Let’s put the theoretical data to work for us and look at what to do with the information at hands. Are the benefits of HRT for the breast cancer survivors adequate to outweigh the theoretical risks? This is obviously not an easy question, and each individual woman’s situation is quite different in regard to it. Some factors for you to consider are your

•  risk of recurrence

•  type of breast cancer (presence of lobular neoplasis and hormone receptors)

•  risk of heart disease

• cholesterol and lipoprotein levels

•  risk of osteoporosis

•  bone mineral density

•  risk of uterine cancer

• quality-of-like issues (libido, vaginal atrophy, hot flashes, depression, memory loss)

• risk of Alzheimer’s disease (Some recent intriguing reports indicate)

That HRT may prevent Alzheimer’s. Although very preliminary, this new information perhaps should also be factored into the equation).

I suggest you meet  with your oncologist and discuss the risks and benefits of HRT in your individual situation based on the above factors. If you and your doctor make the joint decision that you take HRT, the question then becomes whether there is one preparation that is better than another.

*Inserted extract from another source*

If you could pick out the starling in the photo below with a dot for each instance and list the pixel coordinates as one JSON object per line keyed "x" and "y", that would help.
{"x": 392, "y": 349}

Here again, we face the problem of lack of evidence and controlled studies as we make these decisions. The literature indicates that different estrogen preparations stimulates the ductal glandular tissue to varying degrees. Estradiol is much more stimulatory than estriol. The most commonly used preparation, Premarin, is primarily estriol and appears to benefit bones and lower cholesterol. The unanswered question is, what is the benefit of adding tamoxifen to HRT? For women who have a uterus, the addition of low-dose progesterone appears to protect against uterine cancer.

A new SERM, raloxifene hydrochloride (Evista), has been approved in the United States for the treatment of osteoporosis, Raloxifene does not appear to stimulate the uterine lining, nor does it appear to stimulate breast glandular tissue to activate.

Presently, it is being tested against tamoxifen as a breast cancer prevention therapy. Breast cancer survivors who have completed therapy and are concerned about osteoporosis and heart disease might consider raloxifene hydrochloride as an alternative to HRT. Unfortunately raloxifene hydrochloride does not usually alleviate menopausal symptoms such as hot flashes and vaginal dryness. This is something you should discuss with your oncologist. As I mentioned earlier, the pharmaceutical industry is striving to produce the “perfect” SERM. Until then, one must weigh the risks and benefits of what is available.